Moreover, the oxygen levels seem to have stabilized.

‘We are not seeing a continued downward trend over time,” said Steve Murawski, chief scientist for fisheries in the National Oceanic and Atmospheric Administration, which released the findings Tuesday. “None of the dissolved oxygen readings have approached the levels associated with a dead zone, and as the oil continues to diffuse and degrade, hypoxia becomes less of a threat.”

Researchers believe the oxygen drop is a result of a rise in oil-munching microbes that feasted on the subsurface plumes and consumed oxygen in the process.

The oxygen drop was detected within 60 miles of BP’s blown-out wellhead at water depths of 3,300 to 4,300 feet -- a water layer that is normally relatively rich in oxygen. The natural mixing of water from surrounding areas with the depleted oxygen layer is helping counter the decline, the report suggests.
The findings were based on data collected at 419 locations sampled by nine research ships between early May and early August.

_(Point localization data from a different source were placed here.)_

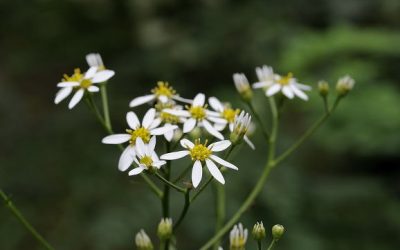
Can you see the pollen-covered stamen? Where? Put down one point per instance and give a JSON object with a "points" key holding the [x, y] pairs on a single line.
{"points": [[169, 118], [200, 151], [197, 112], [285, 80], [230, 114], [141, 132], [147, 161], [164, 89]]}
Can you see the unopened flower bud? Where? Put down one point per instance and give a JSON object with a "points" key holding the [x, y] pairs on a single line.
{"points": [[323, 88], [243, 87], [344, 85], [277, 232], [143, 241], [238, 237], [164, 230], [258, 231]]}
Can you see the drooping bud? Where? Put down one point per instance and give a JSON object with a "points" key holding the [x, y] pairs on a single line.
{"points": [[243, 87], [238, 237], [164, 230], [143, 241], [344, 85], [277, 232], [258, 231], [323, 88], [241, 125]]}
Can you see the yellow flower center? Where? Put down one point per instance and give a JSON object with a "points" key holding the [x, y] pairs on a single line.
{"points": [[285, 79], [197, 112], [230, 114], [141, 132], [147, 161], [163, 88], [169, 118], [200, 151]]}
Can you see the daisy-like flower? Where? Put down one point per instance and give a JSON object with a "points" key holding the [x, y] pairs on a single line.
{"points": [[148, 127], [238, 237], [146, 158], [81, 83], [200, 154], [162, 92], [274, 83], [197, 114]]}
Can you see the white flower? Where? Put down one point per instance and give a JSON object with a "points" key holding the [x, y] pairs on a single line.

Before the well was capped in mid-July, it released more than 200 million gallons of oil, most of it into gulf waters nearly a mile deep. Much of the oil rose to the surface, but cloud-like plumes of tiny oil droplets also drifted at depths of several thousand feet.

In August, scientists from the Woods Hole Oceanographic Institution published a paper in which they documented a plume at least 22 miles long and 1.2 miles wide that was detected during a June research cruise.

The Woods Hole crew also did not find any dead zones -- where oxygen levels are so low they can’t support marine life -- associated with the plume. But the team said it was possible the oil layer could persist for some time.